A totally divine cross between a fluffy sponge, sticky steamed pudding & banana bread for everyone to enjoy.
And brought to life with a little help from Panasonic's Steam Combi Oven.
High in fibre
240g buckwheat flour
120g ground almonds
65g coconut sugar
1 tablespoon olive/avocado oil
2 large eggs
3 large ripe bananas
300g strawberries (chopped into large chunks)
75g dark chocolate chunks
1.5 teaspoon baking powder
1/2 teaspoon bicarbonate of soda
1 teaspoon vanilla extract
1 heaped tablespoon cacao powder
Pinch of salt
TO SERVE - 500g frozen strawberries, yoghurt of choice, 30g chocolate chunks
Preheat appliance on convection to 180°C.
Line an 8 inch cake tin with baking parchment.
Mash together bananas, eggs, oil, vanilla extract & coconut sugar.
Gently fold in the rest of your ingredients except the cacao powder, chocolate & strawberry pieces.
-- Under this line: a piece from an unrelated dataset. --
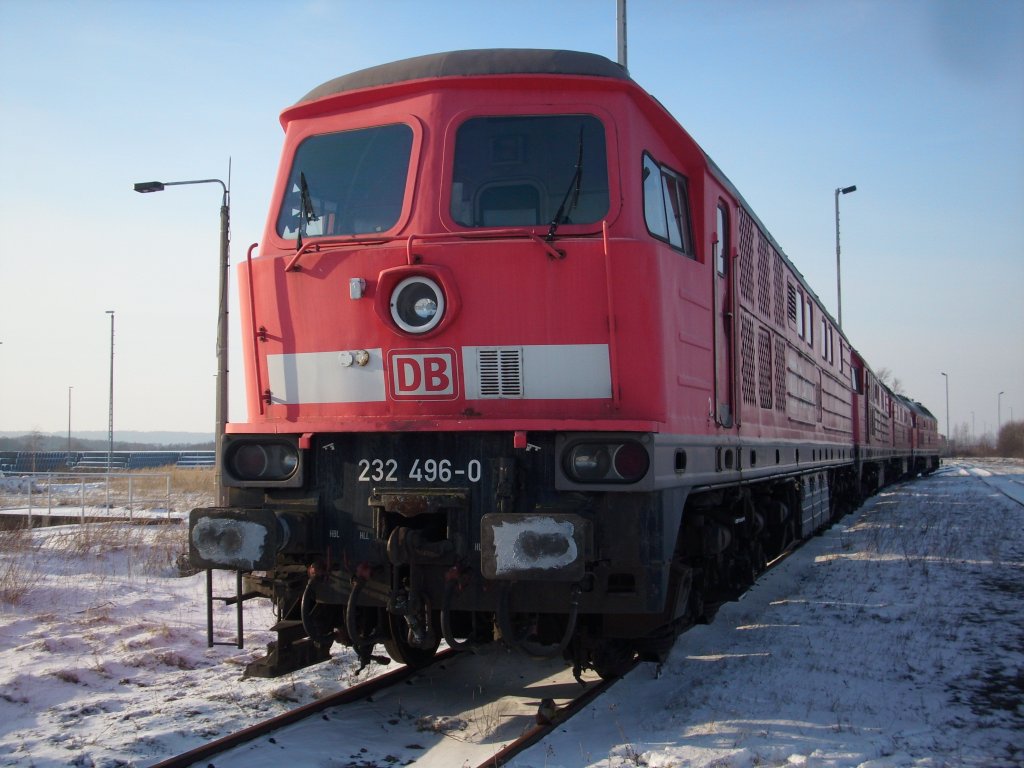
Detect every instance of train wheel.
[383,611,440,667]
[591,640,636,680]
Once everything is incorporated, pop half of your batter into another bowl. Add cacao powder & chocolate piece to one, & 200g of strawberry pieces to the other. Fold in.
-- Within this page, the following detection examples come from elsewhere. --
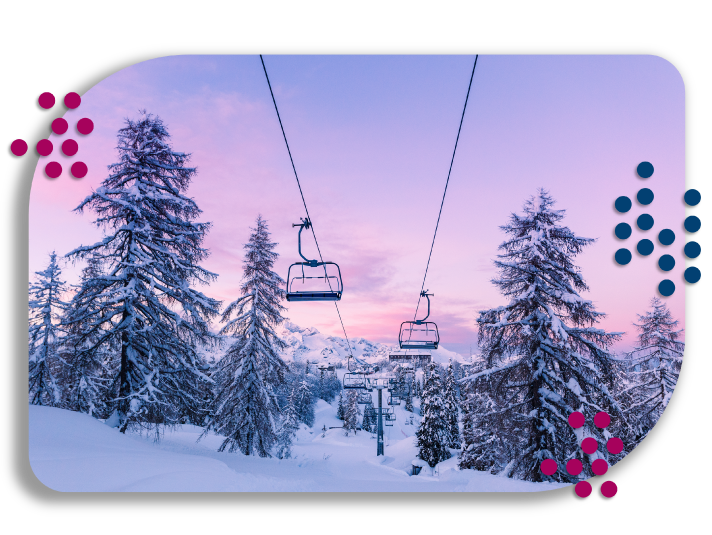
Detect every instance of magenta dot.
[37,93,57,110]
[575,481,593,498]
[62,139,79,156]
[37,139,54,156]
[45,162,62,178]
[71,162,89,178]
[569,412,586,429]
[52,117,69,136]
[591,459,608,476]
[606,437,623,455]
[77,117,94,136]
[10,139,27,156]
[64,92,82,109]
[593,412,611,429]
[601,481,618,498]
[541,459,557,476]
[566,459,583,476]
[581,437,598,454]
To create the marble effect add alternating dollops of the 2 mixes to your cake tin, swirl them together & top with the remaining strawberries.
Bake in the centre of the oven for 40-45 minutes, until a skewer inserted into the centre comes out clean.
Meanwhile add the frozen strawberries to a pan with 1 cup of water. Cook on a low simmer (lid on) until softened. Whisk to mash, uncover & reduce for 10 minutes so it becomes jam-like. Leave to cool until needed.
Take the cake out of the oven, allow it to cool in the tin for 10 minutes, then remove & cool for 10 minutes more on a wire rack. You can serve it still slightly warm but don’t cut it straight away or it’ll collapse.
Slice & serve with yoghurt, compote & a sprinkle of chocolate.